August 24 1930 – from Gasoline Alley Sunday newspaper comic, by Frank King (scan from book book Masters of American Comics, 2005, Yale University Press.)
Frank King (1883-1969) is one of the few artists I know of to do full-page mutli-panel pans. He’s arguably the early master of the multi-panel pan sequence, taking it from earlier incidental uses to building visual narrative that celebrate it – bringing it front and center. So far, he’s the only artist I’ve found to do full-page multi-panel pans with multiple rows (in the 70s-80s artists do full-page pans, but more multi-tall-panel splashes.) This beach sequence works so well as an overall page with setting, motion, narrative.
I am going to critique it… which feels presumptuous… because it’s such a phenomenal complete whole.
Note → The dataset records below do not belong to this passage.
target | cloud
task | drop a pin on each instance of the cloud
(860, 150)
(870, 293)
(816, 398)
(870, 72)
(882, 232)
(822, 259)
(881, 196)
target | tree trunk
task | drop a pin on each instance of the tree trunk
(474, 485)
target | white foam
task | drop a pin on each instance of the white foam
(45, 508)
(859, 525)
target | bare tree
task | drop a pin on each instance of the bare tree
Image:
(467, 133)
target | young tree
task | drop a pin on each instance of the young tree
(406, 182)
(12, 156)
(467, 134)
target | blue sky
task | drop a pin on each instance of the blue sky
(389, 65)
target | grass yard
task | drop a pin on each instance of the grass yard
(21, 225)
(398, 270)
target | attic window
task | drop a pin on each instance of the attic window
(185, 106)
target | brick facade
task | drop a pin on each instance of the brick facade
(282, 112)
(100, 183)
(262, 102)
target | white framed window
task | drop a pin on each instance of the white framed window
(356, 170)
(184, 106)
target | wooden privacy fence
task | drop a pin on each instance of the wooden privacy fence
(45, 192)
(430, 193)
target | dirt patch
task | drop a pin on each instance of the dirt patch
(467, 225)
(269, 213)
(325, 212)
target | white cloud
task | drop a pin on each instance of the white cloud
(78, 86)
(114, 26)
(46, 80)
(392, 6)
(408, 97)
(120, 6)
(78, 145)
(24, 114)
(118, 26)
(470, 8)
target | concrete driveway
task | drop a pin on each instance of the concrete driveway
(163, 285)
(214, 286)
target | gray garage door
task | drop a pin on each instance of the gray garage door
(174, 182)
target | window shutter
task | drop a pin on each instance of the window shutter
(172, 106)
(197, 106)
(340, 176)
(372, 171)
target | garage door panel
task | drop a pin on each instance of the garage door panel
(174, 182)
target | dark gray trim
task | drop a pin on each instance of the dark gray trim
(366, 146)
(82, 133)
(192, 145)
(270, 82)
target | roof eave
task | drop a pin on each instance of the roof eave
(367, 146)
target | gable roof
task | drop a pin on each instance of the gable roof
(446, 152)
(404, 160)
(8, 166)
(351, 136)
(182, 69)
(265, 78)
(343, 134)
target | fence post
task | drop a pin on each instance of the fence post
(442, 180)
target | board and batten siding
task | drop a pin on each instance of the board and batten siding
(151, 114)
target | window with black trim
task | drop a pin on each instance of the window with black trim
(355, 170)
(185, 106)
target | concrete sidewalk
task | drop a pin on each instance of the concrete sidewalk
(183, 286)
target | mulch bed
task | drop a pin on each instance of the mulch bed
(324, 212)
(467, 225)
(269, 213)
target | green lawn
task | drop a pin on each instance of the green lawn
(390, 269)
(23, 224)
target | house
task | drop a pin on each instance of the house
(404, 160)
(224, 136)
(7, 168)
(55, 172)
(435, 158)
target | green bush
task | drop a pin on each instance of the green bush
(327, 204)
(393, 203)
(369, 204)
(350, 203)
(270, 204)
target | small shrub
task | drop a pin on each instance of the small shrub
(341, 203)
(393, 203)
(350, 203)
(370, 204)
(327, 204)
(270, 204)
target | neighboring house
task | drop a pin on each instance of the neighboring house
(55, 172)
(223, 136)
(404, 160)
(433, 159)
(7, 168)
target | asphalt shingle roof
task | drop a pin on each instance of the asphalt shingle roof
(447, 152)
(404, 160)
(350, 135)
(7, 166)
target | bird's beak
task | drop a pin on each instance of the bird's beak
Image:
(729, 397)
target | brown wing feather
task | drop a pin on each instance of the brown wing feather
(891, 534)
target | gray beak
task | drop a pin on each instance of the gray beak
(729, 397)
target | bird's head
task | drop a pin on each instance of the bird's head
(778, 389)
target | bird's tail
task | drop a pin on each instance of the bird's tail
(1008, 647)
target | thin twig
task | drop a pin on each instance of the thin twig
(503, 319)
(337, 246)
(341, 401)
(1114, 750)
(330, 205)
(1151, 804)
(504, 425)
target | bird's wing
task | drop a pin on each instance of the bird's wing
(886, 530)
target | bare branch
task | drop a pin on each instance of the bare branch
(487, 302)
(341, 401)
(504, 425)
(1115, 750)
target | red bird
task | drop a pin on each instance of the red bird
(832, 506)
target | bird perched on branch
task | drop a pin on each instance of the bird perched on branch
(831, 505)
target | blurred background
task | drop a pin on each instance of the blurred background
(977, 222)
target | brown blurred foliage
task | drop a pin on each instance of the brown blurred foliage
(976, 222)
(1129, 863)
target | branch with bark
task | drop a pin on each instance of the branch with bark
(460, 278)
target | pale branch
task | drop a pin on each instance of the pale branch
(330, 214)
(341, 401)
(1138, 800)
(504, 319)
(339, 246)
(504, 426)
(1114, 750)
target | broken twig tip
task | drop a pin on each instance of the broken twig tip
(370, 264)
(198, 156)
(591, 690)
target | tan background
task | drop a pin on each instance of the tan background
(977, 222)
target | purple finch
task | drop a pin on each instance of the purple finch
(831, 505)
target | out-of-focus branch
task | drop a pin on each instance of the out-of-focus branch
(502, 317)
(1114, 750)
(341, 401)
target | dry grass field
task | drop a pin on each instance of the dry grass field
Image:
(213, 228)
King does “cheat” in a few ways, beautifully – he so pulls these off!
For example, see panels 5 and 6. In panel 5, the protagonist, Walt, is looking away from the woman he’ll collide with in panel 6. She’s running toward him; she’s split across the gutter between panels 5 and 6. Then in panel 6, she’s there twice – on the left gutter and in mid-panel. Following all strict rules of time and space, she’s moved backwards or the frame has shifted left… but it doesn’t matter, because it reads clearly and beautifully.
Similar “cheats” get Walt and Skeezix from the right hand column to the left. A full page multi-panel pan with multiple rows and absolutely no “cheats” would probably need to tell a story of something moving in a Z-shaped multi-zig-zag trajectory – the path that the eye follows across a page – which would probably be much more artificial than these “cheats.”
May 24 1931 – from Gasoline Alley Sunday newspaper comic, by Frank King (scan from book book Masters of American Comics, 2005, Yale University Press.)
Despite some poor racial stereotypes, Frank King pulls off a full-page multiple-row multi-panel pan sequence with no cheats . I think that the earlier beach scene (above) works much more as a sequential narrative. This is more of a snapshot of a place – as opposed to a story that moves through time.
King masterfully uses scenery to pull the eye through the page, with the Z-shaped path that left-to-right, top-to-bottom reading entails. Initially (panels 1-3) the path from the porch leads readers’ eyes to the roof. The boys gaze (panel 3) and the dogs running (panels 3, 4) lead the reader to make a sort of carraige return from the end of the first row to the beginning of the second. The diagonal white fence does this visual transition from panel 6 to panel 7. The opposing rust color fence completes the transition from panel 9 to panel 10. All of it is visually very effective for guiding the reader across the page.